Obama: right on recess consumer appt.: Cantwell
Source: Seattle Post-Intelligencer
President Obama was right to install Richard Cordray as head of the new Consumer Financial Protection Bureau after Republicans blocked Senate confirmation, Sen. Maria Cantwell, D-Wash., said Thursday.
“He is the ultimate watchdog when the existing watchdogs fail us,” Cantwell said in an interview. “It is important for the U.S. economy to understand there is a policeman on the beat.”
Republicans have reacted with outrage to Obama’s recess appointment of Cordray, a former Ohio attorney general, and the President’s filling of three vacancies on the National Labor Relations Board.

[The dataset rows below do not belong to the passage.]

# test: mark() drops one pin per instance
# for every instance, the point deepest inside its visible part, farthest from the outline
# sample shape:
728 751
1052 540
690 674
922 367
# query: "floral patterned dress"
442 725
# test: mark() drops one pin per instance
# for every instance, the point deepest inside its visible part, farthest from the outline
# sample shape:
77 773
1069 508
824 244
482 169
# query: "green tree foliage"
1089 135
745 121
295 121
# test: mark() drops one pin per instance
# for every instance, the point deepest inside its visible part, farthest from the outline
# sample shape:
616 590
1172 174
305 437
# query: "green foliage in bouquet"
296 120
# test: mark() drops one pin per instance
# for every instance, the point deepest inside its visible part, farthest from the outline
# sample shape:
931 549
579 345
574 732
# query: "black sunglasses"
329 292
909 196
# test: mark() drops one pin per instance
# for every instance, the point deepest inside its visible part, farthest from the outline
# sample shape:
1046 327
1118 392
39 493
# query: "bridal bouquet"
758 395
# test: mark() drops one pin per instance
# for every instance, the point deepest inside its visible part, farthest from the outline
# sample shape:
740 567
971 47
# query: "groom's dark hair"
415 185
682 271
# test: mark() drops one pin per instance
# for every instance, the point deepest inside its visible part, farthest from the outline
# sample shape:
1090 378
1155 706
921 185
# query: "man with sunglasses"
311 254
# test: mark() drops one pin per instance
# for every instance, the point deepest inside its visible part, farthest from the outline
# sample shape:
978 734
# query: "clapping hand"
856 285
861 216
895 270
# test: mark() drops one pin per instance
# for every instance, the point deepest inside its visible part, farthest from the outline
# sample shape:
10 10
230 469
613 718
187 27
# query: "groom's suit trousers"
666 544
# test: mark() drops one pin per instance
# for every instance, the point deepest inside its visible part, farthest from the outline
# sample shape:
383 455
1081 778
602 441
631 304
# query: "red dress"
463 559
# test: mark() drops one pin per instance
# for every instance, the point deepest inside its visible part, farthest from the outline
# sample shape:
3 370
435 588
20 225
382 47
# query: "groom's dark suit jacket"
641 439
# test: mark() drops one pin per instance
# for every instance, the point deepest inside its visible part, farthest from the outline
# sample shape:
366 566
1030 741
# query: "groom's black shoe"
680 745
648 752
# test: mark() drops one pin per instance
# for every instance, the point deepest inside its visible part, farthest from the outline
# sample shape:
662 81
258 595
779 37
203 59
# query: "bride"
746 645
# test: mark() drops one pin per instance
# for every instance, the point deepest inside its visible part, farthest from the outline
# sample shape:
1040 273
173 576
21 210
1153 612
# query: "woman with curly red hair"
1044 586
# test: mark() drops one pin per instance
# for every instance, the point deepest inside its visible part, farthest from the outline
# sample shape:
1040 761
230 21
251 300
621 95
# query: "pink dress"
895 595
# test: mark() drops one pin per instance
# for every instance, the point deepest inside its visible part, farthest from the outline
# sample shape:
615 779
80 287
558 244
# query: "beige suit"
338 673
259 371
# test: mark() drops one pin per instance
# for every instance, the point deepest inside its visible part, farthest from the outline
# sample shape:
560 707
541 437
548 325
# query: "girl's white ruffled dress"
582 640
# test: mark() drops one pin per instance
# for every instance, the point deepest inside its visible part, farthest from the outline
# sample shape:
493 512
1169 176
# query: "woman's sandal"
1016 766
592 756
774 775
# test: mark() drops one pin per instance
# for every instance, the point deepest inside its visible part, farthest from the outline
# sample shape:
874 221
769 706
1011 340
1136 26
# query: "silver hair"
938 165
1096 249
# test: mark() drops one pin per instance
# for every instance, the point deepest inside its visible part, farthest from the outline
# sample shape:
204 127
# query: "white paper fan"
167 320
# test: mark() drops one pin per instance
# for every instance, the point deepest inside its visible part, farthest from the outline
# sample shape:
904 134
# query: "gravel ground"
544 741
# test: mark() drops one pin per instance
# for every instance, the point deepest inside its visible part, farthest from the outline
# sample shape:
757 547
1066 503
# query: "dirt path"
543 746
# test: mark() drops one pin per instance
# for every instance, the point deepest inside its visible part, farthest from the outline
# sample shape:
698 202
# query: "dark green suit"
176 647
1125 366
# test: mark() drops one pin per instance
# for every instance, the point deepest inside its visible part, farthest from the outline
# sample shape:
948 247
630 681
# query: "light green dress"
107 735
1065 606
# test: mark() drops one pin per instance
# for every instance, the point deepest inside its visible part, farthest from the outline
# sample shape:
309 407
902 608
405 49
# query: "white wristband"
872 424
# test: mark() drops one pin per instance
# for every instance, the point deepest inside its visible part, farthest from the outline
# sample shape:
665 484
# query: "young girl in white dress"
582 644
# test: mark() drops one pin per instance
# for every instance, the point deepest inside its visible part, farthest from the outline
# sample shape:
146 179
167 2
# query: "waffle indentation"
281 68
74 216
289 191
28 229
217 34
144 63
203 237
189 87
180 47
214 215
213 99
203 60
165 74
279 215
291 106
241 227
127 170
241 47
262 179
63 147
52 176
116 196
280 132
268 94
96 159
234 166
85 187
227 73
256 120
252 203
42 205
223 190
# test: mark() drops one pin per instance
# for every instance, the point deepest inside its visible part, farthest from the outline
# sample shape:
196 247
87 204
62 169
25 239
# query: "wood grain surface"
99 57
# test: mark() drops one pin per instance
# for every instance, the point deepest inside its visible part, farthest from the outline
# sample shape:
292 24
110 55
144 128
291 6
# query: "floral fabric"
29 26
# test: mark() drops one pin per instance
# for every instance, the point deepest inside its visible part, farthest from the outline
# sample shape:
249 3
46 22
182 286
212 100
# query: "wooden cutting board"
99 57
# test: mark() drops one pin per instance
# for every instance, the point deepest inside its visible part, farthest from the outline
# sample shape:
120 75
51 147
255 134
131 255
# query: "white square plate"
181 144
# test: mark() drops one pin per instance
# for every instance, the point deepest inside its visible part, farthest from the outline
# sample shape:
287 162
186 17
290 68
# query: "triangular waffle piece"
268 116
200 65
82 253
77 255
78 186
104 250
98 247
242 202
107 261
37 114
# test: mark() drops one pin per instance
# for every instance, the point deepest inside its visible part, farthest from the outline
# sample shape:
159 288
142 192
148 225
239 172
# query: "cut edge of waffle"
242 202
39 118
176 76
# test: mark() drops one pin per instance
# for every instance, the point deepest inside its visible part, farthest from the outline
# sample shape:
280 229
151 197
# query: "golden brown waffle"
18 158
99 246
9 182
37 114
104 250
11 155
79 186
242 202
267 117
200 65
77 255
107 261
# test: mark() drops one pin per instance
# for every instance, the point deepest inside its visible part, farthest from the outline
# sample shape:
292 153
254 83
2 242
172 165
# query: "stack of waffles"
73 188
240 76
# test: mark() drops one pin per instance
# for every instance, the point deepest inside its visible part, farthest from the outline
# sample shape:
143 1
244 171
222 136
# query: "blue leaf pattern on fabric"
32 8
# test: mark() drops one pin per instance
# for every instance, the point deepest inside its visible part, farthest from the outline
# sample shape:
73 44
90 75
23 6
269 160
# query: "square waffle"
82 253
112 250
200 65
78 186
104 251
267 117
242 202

“President Obama arrogantly circumvented the American people with an unprecedented ‘recess’ appointment of more unelected, unaccountable, unconfirmed ‘Czars’,” Senate Minority Leader Mitch McConnell thundered in a fundraising letter.
The GOP’s outraged begs credulity. President Bush used a recess appointment in 2005 to install controversial conservative diplomat-lawyer John Bolton as U.S. Ambassador to the United Nations. Democrats in the Senate had blocked Bolton’s confirmation.

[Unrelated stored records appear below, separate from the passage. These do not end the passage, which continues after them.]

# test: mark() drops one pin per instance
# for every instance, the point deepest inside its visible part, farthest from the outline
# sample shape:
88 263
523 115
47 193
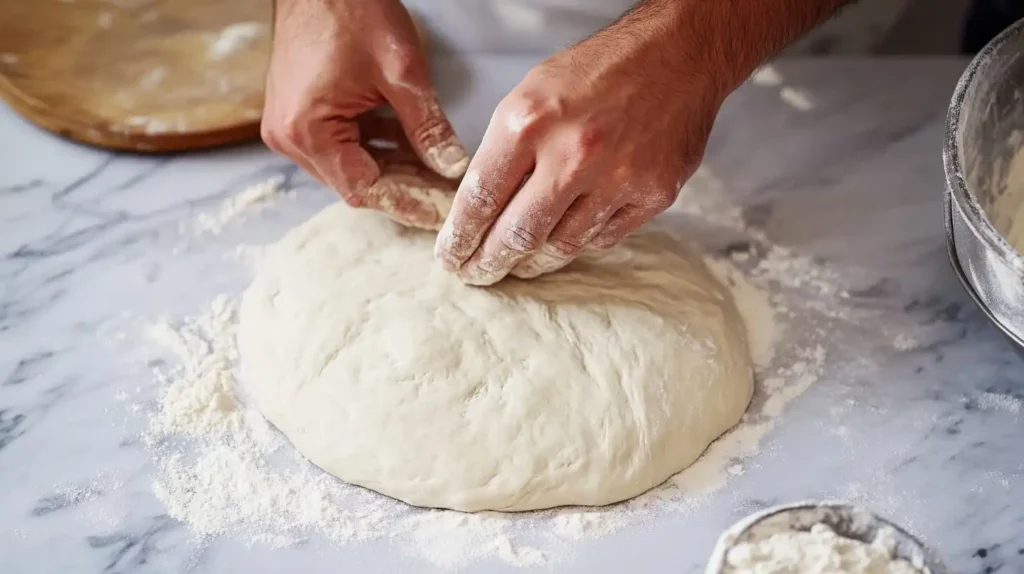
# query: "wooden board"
137 75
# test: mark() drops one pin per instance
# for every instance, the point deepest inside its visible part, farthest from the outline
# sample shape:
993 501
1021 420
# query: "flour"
236 476
251 200
995 401
797 98
233 38
818 549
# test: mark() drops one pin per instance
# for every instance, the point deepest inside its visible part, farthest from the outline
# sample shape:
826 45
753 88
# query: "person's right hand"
333 62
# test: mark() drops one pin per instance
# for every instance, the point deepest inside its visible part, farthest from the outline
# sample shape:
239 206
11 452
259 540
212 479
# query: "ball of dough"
585 387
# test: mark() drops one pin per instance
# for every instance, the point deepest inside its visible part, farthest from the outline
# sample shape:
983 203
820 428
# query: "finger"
383 132
350 171
415 102
583 221
300 159
413 197
287 148
520 230
625 221
497 172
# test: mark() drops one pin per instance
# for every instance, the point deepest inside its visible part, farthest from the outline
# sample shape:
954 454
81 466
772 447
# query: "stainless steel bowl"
846 520
986 112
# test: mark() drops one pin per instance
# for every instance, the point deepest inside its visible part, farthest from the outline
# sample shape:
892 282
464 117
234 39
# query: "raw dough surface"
585 387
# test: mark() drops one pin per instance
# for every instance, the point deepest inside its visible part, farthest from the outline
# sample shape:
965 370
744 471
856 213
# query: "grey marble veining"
856 181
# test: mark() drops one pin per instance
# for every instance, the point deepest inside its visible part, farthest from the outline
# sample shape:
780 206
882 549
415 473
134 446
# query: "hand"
333 61
593 143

Bolton is now a frequent pundit on the Fox News Channel — unofficial broadcast wing of the Republican Party — which has carried cries of outrage over Obama’s use of recess appointments.
The Consumer Financial Protection Bureau, created by Congress in 2010, is designed as a watchdog over trading of derivatives, hedge fund manipulations and other causes of the near-meltdown of the U.S. economy in 2008.

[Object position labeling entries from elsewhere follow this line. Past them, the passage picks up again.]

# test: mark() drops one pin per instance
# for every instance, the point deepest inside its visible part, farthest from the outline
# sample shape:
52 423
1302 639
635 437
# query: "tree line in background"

Senate Republicans have blocked Cordray’s confirmation, demanding a weakening of the watchdog agency.
They’ve blocked a lot of other appointments. Nobel Prize-winning economist Peter Diamond could not win confirmation to the Federal Reserve Board. Senior National Geographic Society official Terry Garcia was prevented from becoming deputy commerce secretary.
During 2007-08, a Democratic-run Senate confirmed 740 of 981 appointments by President Bush. With Republicans frequently threatening filibusters, only 285 of 503 Obama appointments have gotten through the Senate in the last two years.
The Senate is “not doing much.,” Cantwell said, so the President is obligated to act.
“I think the administration needs to use every process available to enforce the law and give proper oversight to Wall Street,” she said. “With Congress at a standstill, the executive branch is fulfilling its obligation and that is important.
“I think it is very important there is more oversight in Washington (D.C.) about the rules Wall Street must play by.”